Since 2012, KCC has chaired the multi-agency Kent Resilience Forum Ash Dieback Strategic Co-ordinating Group when the fungal pathogen was first discovered in Kent.
Ash dieback is a fungus that originated in Asia and because the European Ash – Kent’s most widespread tree – did not evolve with the fungus, it means it has no natural defence against it.
The fungus spores can blow many miles away, landing on other trees and penetrating inside until it blocks its water transport systems, causing it to die.
KCC has been ensuring that there is well-evidenced and effective biosecurity and emergency planning contingencies for threats to Kent’s environment.
As a council it has been carrying out annual surveys on its own Ash trees as well as carrying out proactive maintenance, such as removing infected saplings and small trees to try and halt its spread.
As part of the work, KCC and Kent Downs Area of Outstanding Natural Beauty (AONB) Unit initiated the Ash Project, a multi-agency initiative with information on the local risk.
If you have Ash trees, you can help stop the spread of ash dieback by collecting the fallen leaves and burning, burying or deep composting them which helps disrupt the fungus’ spread.
KCC will continue its work to combat Ash dieback and look to replant with native tree species to replace the lost Ash.
See here for more.
What does ash dieback look like?
Ash dieback can affect ash trees of all ages.
Younger trees succumb to the disease quicker but in general, all affected trees will have these symptoms:
- Leaves develop dark patches in the summer.
- They then wilt and discolour to black. Leaves might shed early.
- Dieback of the shoots and leaves is visible in the summer.
- Lesions develop where branches meet the trunk. These are often diamond-shaped and dark brown.
- Inner bark looks brownish-grey under the lesions.
- New growth from previously dormant buds further down the trunk.
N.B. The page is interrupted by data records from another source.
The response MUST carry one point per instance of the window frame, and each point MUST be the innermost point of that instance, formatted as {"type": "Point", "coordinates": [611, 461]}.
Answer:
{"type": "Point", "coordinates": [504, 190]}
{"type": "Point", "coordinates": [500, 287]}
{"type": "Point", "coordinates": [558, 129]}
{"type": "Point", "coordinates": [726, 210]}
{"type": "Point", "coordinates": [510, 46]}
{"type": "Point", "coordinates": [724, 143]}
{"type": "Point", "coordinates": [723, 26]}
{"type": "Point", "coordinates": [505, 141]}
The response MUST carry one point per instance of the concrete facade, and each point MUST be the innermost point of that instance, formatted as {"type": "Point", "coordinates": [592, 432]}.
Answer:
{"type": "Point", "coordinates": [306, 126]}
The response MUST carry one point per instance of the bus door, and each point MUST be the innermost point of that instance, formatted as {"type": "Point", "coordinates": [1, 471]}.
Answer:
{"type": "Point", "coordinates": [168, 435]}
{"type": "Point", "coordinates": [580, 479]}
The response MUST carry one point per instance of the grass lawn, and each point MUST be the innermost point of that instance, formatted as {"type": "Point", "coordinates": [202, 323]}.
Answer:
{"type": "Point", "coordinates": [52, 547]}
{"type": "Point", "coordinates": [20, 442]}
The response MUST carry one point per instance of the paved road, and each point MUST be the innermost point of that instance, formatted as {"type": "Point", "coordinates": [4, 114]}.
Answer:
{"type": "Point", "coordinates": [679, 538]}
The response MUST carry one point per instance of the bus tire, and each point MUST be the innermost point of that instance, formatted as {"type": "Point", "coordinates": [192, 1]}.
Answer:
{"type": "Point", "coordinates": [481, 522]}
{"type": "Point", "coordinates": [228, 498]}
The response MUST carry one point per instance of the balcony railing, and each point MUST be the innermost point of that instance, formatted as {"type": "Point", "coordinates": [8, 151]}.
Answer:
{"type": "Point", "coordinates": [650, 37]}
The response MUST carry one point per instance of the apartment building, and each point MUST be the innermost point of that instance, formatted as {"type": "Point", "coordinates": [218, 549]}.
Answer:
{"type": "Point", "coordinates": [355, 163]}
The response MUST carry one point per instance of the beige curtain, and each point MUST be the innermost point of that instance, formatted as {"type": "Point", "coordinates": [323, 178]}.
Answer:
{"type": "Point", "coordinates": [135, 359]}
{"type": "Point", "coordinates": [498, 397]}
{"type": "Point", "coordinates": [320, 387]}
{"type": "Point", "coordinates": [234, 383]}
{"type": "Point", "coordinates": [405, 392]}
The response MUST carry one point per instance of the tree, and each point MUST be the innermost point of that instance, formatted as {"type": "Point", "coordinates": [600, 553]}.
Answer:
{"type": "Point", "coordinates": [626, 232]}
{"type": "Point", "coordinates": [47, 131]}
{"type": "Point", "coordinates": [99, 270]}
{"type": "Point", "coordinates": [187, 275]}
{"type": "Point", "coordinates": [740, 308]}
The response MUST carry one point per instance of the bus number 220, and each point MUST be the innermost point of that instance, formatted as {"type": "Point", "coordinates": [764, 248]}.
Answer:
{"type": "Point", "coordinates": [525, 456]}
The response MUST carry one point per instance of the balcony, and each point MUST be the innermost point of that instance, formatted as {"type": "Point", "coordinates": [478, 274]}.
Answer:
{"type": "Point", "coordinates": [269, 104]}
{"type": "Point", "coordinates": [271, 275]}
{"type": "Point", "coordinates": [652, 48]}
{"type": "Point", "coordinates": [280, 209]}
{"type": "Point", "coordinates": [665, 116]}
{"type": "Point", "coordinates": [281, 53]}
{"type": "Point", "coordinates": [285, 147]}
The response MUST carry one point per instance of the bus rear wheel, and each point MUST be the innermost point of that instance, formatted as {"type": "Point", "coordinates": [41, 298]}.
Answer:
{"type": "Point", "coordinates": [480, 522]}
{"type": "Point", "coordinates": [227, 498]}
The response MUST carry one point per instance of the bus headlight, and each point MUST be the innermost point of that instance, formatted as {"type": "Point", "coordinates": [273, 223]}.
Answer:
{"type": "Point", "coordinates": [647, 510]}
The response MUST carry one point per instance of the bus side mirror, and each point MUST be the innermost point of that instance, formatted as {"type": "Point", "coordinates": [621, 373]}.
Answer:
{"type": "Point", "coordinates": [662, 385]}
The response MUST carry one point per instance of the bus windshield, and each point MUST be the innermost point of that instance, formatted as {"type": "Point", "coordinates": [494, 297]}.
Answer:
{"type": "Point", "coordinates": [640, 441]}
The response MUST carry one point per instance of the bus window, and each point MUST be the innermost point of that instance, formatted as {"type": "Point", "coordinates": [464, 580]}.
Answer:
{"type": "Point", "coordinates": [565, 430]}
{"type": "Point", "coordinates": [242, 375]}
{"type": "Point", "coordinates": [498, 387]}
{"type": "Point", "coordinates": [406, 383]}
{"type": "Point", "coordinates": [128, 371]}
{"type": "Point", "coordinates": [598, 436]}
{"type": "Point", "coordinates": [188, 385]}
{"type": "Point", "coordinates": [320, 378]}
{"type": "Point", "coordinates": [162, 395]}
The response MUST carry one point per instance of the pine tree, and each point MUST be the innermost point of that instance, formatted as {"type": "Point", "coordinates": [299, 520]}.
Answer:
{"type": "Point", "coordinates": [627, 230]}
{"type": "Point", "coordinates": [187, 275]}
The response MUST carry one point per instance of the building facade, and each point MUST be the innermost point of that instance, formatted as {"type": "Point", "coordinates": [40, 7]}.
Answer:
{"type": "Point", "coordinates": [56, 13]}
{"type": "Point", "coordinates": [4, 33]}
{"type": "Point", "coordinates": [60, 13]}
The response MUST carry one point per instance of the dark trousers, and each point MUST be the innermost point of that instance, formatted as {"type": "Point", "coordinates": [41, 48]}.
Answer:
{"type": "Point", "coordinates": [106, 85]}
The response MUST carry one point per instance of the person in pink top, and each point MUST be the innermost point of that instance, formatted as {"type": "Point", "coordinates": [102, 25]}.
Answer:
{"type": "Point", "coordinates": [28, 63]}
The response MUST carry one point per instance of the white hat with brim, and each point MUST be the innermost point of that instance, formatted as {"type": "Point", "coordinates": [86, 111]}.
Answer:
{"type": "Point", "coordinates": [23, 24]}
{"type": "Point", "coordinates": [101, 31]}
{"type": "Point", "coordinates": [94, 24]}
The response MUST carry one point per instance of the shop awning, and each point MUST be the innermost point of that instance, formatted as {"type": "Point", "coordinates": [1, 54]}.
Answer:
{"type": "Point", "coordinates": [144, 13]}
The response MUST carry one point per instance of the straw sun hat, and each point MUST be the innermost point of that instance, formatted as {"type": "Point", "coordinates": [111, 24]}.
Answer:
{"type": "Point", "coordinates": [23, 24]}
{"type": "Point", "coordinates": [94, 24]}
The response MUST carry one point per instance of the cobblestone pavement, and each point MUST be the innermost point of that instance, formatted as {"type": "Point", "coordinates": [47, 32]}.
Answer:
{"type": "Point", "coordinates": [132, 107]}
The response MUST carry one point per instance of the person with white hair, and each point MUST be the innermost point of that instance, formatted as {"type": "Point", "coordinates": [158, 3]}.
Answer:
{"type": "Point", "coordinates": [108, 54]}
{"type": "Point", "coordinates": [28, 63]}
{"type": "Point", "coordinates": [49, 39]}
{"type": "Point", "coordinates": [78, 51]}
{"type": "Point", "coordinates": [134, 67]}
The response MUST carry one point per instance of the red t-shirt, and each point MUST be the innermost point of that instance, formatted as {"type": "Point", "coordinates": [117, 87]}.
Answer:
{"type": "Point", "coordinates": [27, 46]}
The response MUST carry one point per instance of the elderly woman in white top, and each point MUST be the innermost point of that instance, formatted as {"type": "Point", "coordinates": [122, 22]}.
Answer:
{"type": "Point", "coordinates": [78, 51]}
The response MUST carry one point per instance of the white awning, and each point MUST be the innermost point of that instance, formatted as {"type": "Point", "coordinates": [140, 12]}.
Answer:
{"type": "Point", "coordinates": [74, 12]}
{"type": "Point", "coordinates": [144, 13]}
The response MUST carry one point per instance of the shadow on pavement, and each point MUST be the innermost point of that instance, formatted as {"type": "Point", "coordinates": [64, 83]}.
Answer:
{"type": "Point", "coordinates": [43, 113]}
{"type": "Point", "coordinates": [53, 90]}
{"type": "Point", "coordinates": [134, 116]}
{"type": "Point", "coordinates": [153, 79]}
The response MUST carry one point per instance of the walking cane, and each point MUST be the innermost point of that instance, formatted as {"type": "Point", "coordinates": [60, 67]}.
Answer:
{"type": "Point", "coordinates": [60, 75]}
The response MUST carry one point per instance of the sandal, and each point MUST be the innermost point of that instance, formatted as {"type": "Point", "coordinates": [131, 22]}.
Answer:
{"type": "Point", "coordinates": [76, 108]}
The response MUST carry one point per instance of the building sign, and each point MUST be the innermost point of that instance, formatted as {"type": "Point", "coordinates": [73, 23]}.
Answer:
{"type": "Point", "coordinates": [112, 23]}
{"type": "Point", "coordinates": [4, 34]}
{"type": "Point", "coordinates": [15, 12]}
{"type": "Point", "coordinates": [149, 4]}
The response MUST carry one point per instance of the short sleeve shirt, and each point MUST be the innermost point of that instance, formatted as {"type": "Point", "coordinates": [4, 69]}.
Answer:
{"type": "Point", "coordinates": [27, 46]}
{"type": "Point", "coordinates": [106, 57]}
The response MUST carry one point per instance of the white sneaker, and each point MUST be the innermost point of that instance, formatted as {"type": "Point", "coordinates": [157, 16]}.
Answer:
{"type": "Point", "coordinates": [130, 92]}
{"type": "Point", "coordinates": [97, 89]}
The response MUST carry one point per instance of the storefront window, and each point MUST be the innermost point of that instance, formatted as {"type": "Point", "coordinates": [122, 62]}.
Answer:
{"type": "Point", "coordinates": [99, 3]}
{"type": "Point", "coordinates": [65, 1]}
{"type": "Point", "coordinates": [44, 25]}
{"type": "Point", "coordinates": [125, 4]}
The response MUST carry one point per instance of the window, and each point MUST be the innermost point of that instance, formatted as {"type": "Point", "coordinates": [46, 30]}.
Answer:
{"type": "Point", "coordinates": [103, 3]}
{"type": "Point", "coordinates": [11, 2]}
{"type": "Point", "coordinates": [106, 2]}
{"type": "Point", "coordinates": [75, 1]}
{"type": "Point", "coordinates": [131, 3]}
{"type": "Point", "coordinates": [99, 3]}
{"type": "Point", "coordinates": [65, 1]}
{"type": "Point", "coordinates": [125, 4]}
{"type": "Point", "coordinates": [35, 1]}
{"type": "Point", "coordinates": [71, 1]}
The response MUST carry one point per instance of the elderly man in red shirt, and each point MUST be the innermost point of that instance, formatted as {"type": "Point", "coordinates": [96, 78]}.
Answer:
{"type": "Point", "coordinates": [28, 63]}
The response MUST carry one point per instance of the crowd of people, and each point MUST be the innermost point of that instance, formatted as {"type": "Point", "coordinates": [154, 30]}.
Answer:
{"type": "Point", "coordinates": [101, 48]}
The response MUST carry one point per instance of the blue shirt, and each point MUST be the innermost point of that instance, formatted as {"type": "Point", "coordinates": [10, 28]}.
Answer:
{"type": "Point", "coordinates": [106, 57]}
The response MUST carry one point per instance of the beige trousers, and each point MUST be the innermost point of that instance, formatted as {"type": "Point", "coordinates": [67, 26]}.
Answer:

This is known as epicormic growth and is a common response to stress in trees.
What is ash dieback?
Ash dieback (Hymenoscyphus fraxineus) is a fungus which originated in Asia. It doesn’t cause much damage on its native hosts of the Manchurian ash (Fraxinus mandshurica) and the Chinese ash (Fraxinus chinensis) in its native range.
However, its introduction to Europe about 30 years ago has devastated the European ash (Fraxinus excelsior) because our native ash species did not evolve with the fungus and this means it has no natural defence against it.